Yüzmeyi çocukken öğrenmedin mi? 45 yaşında da öğrenebilirsin. Kazanmanın kutsanmış bir zamanı yoktur yaşadıkça. Ama denizi kaybetmekten korkarak yaşayamazsın. Denize sahip olmaya çalışmazsın ve onu bir gün kaybedebileceğini bilirsin. Bu yüzden ilk fırsatta tekrar gidersin yanına. Büyümek budur.
Hiç kaybetmeyeceğini sanıp umarsızca harcadığın, hiç ettiğin her şey, sana tek bir şeyi gösterir: Kaybetmek, bu dünya üzerinde herhangi bir şeyin aslını, özünü, ruhunu kaybetmektir. Kendi ruhunu kendi bedeninde tutar ama gerçekten yaşamazsın. Bir insanın bedenini yanında tutabilir, yine de onun ruhuna ulaşamazsın. Yazma ruhunu kaybedersen en güzel hikayelere sahip olsan dahi onları yazamaz, okuma ruhunu kaybedersen evini boydan boya kütüphaneyle donatmış olsan beynini başka şeylerle uyuşturup durursun. Herhangi bir şeyin ruhunu kaybetmek, onu sonsuza kadar kaybetmektir.
Kaybetmek, ruhun ve bedenin farklı yerlerde gezindiği araflarda beslenen bir böcektir.
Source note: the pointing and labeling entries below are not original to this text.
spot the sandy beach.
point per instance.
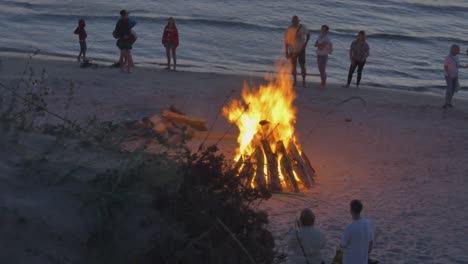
(398, 151)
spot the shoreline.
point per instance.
(215, 69)
(399, 152)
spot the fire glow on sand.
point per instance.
(268, 151)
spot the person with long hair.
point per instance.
(358, 53)
(125, 40)
(307, 241)
(451, 66)
(170, 40)
(324, 48)
(81, 32)
(295, 42)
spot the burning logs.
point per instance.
(286, 169)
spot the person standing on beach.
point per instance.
(81, 32)
(170, 40)
(451, 66)
(306, 241)
(358, 53)
(295, 43)
(358, 237)
(125, 40)
(324, 47)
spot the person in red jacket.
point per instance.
(81, 32)
(170, 40)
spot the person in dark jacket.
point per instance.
(358, 53)
(125, 39)
(81, 32)
(170, 40)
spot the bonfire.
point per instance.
(269, 154)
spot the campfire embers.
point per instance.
(285, 169)
(268, 154)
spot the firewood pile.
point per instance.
(172, 128)
(286, 169)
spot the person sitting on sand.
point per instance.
(81, 32)
(295, 43)
(358, 53)
(324, 47)
(451, 66)
(170, 40)
(306, 241)
(125, 40)
(358, 237)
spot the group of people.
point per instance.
(295, 42)
(126, 37)
(297, 37)
(306, 242)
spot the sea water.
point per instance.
(408, 39)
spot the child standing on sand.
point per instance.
(451, 66)
(324, 47)
(81, 32)
(170, 40)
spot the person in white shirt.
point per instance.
(451, 66)
(358, 237)
(295, 43)
(324, 47)
(306, 241)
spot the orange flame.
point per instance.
(266, 112)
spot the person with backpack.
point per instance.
(306, 241)
(358, 53)
(170, 40)
(324, 48)
(125, 39)
(81, 32)
(295, 43)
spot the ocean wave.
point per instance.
(163, 20)
(441, 7)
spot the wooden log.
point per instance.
(299, 166)
(287, 167)
(275, 184)
(196, 123)
(259, 174)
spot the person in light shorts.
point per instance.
(295, 43)
(324, 48)
(451, 66)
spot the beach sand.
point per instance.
(400, 153)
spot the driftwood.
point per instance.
(198, 124)
(259, 174)
(275, 184)
(299, 166)
(287, 167)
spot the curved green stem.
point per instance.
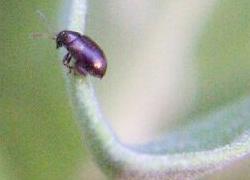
(119, 160)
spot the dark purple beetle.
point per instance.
(89, 58)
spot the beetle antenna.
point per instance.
(50, 34)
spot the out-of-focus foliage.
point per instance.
(38, 138)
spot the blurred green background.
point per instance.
(38, 135)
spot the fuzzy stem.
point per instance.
(119, 160)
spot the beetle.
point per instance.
(89, 57)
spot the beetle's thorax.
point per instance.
(65, 38)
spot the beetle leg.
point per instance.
(66, 59)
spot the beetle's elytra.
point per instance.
(89, 57)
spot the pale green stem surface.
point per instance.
(119, 160)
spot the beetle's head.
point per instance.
(64, 38)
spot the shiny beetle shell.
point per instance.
(89, 57)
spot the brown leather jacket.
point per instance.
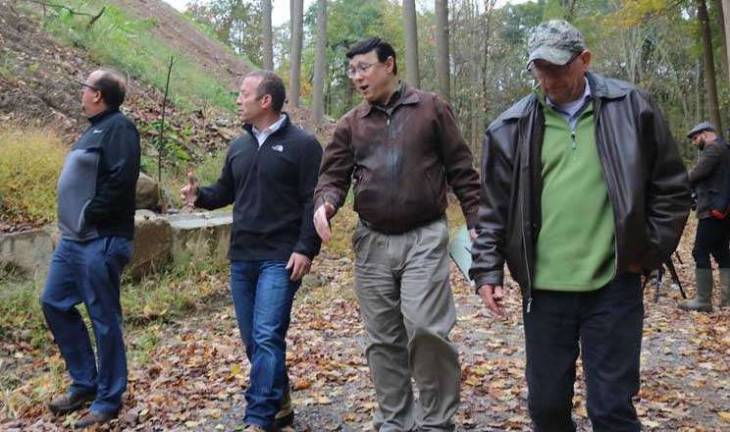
(646, 179)
(709, 178)
(401, 158)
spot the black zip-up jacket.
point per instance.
(709, 178)
(645, 176)
(96, 188)
(272, 191)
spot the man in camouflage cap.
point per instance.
(582, 189)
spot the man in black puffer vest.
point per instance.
(269, 176)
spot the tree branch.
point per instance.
(71, 11)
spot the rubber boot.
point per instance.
(703, 300)
(725, 287)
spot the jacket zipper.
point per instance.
(524, 238)
(611, 198)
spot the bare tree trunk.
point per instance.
(411, 32)
(710, 81)
(268, 36)
(442, 47)
(726, 22)
(699, 92)
(297, 18)
(723, 40)
(320, 62)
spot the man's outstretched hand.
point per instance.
(189, 192)
(492, 296)
(322, 221)
(298, 265)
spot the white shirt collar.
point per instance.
(262, 135)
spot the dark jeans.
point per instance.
(263, 297)
(713, 238)
(89, 272)
(606, 326)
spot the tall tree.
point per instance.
(411, 32)
(297, 33)
(709, 63)
(320, 62)
(268, 37)
(442, 47)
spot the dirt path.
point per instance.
(194, 377)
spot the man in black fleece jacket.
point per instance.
(96, 203)
(269, 175)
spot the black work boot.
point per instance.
(71, 401)
(703, 299)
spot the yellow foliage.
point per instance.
(30, 162)
(633, 12)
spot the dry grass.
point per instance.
(29, 167)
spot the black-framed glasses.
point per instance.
(552, 69)
(95, 88)
(359, 68)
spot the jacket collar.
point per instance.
(95, 119)
(601, 88)
(408, 96)
(249, 127)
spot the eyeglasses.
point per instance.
(359, 68)
(551, 69)
(83, 84)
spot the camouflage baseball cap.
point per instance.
(555, 41)
(701, 127)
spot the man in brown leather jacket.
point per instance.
(402, 147)
(582, 189)
(709, 179)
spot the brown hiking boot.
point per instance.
(70, 401)
(285, 416)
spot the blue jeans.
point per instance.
(263, 297)
(89, 272)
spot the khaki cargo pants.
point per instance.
(402, 285)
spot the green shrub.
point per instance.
(29, 167)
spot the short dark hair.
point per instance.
(272, 85)
(112, 87)
(382, 48)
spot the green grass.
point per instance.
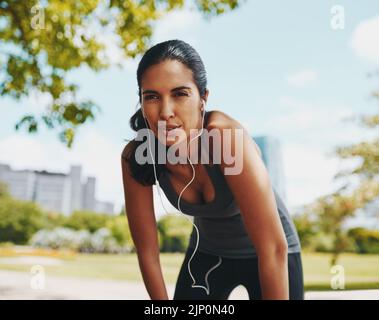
(361, 271)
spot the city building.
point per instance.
(58, 192)
(273, 160)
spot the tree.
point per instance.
(19, 220)
(42, 41)
(86, 220)
(334, 209)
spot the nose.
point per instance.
(167, 110)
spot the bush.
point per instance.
(366, 240)
(100, 241)
(120, 230)
(87, 220)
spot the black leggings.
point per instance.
(228, 275)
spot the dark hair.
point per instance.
(167, 50)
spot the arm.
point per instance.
(254, 195)
(139, 207)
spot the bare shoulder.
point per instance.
(221, 120)
(127, 150)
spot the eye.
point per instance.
(181, 94)
(150, 97)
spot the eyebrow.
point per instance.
(172, 90)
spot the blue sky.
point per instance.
(278, 68)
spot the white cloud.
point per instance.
(297, 115)
(309, 172)
(302, 78)
(365, 40)
(181, 24)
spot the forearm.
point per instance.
(153, 277)
(273, 274)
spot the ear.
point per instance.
(205, 96)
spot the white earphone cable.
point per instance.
(194, 285)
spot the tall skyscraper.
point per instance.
(58, 192)
(273, 160)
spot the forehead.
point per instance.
(167, 75)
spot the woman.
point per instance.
(246, 234)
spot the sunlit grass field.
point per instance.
(361, 271)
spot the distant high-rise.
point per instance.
(272, 158)
(58, 192)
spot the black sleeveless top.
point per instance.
(221, 228)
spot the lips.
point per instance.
(172, 126)
(171, 130)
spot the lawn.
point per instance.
(361, 271)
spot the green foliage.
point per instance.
(119, 227)
(174, 233)
(4, 193)
(306, 228)
(367, 241)
(86, 220)
(42, 41)
(19, 220)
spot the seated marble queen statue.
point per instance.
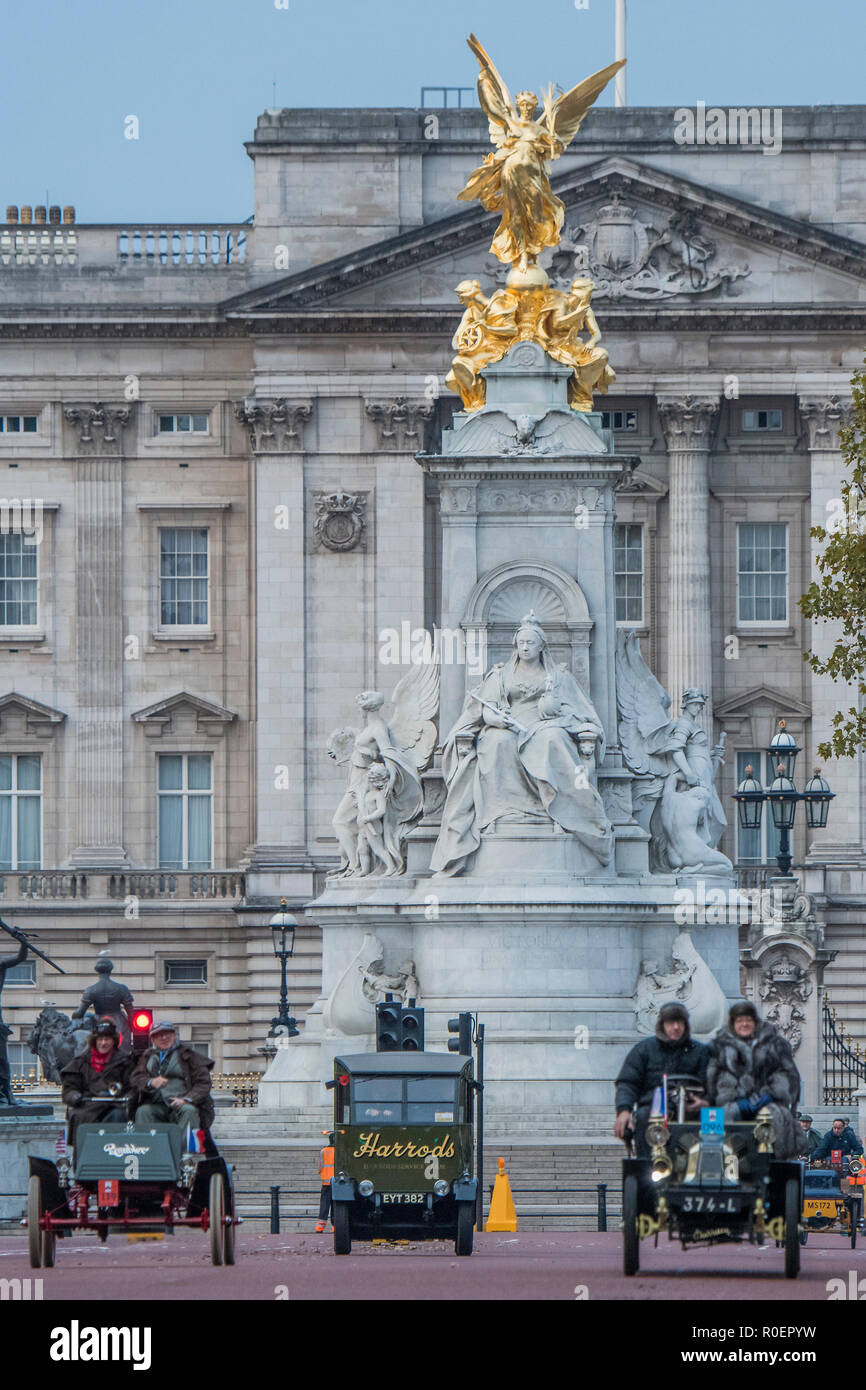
(515, 755)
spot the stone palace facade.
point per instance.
(216, 519)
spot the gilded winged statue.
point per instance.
(513, 180)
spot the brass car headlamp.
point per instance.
(765, 1132)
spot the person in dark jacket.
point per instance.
(812, 1134)
(752, 1066)
(171, 1083)
(670, 1052)
(93, 1082)
(841, 1137)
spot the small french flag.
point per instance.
(195, 1140)
(659, 1098)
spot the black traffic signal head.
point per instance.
(387, 1027)
(142, 1022)
(412, 1030)
(463, 1027)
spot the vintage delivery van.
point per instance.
(403, 1148)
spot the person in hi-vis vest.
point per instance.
(325, 1173)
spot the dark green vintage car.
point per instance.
(403, 1148)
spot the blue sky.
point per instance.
(198, 72)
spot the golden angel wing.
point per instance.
(494, 95)
(567, 113)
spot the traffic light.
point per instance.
(399, 1027)
(387, 1026)
(142, 1022)
(412, 1027)
(463, 1027)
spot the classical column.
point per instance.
(277, 520)
(843, 840)
(99, 634)
(688, 424)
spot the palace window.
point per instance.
(18, 424)
(185, 811)
(620, 420)
(762, 571)
(182, 424)
(18, 580)
(24, 1065)
(762, 420)
(20, 812)
(21, 975)
(184, 577)
(628, 573)
(185, 972)
(758, 847)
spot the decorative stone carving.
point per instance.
(56, 1040)
(688, 420)
(401, 421)
(341, 519)
(99, 427)
(823, 416)
(350, 1007)
(274, 426)
(628, 259)
(690, 982)
(384, 795)
(676, 799)
(526, 741)
(377, 983)
(784, 984)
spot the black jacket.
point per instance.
(649, 1059)
(847, 1141)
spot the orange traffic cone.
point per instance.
(502, 1215)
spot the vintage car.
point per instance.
(403, 1148)
(833, 1200)
(132, 1182)
(709, 1180)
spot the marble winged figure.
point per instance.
(515, 180)
(385, 758)
(676, 799)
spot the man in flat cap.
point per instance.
(173, 1082)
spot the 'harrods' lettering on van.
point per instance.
(371, 1148)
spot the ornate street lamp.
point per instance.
(282, 927)
(783, 797)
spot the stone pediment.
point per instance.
(184, 712)
(756, 713)
(645, 235)
(32, 716)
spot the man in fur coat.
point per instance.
(751, 1065)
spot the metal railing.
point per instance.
(844, 1061)
(242, 1084)
(168, 884)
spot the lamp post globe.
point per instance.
(282, 927)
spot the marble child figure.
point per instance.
(513, 756)
(377, 827)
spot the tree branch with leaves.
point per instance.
(840, 594)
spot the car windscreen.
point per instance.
(423, 1100)
(430, 1100)
(377, 1098)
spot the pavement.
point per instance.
(533, 1266)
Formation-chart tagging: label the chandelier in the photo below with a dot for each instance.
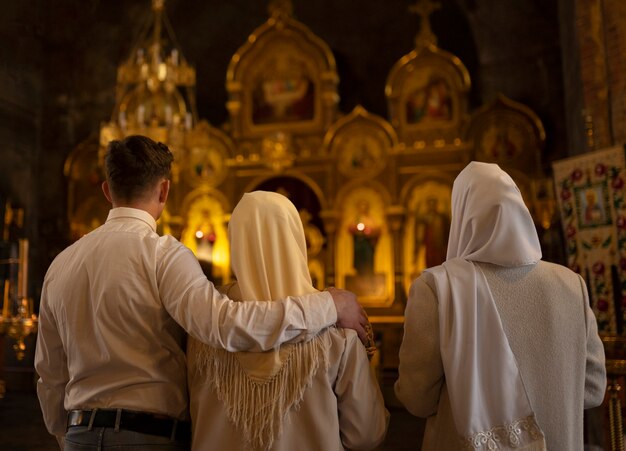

Öldürmek üzere peşine düştüğün ve yatağın altına girdikten sonra orada kendi kendine kalp krizi geçireceğini varsaymakla kendini kandırdığın bir böcek.
Fernando Pessoa, Huzursuzluğun Kitabı’nda bence gerçek kaybedişi şu cümleyle özetler: “Çünkü, gördüğüm şeylerin boyundayım ben, kendi boyumda değil.”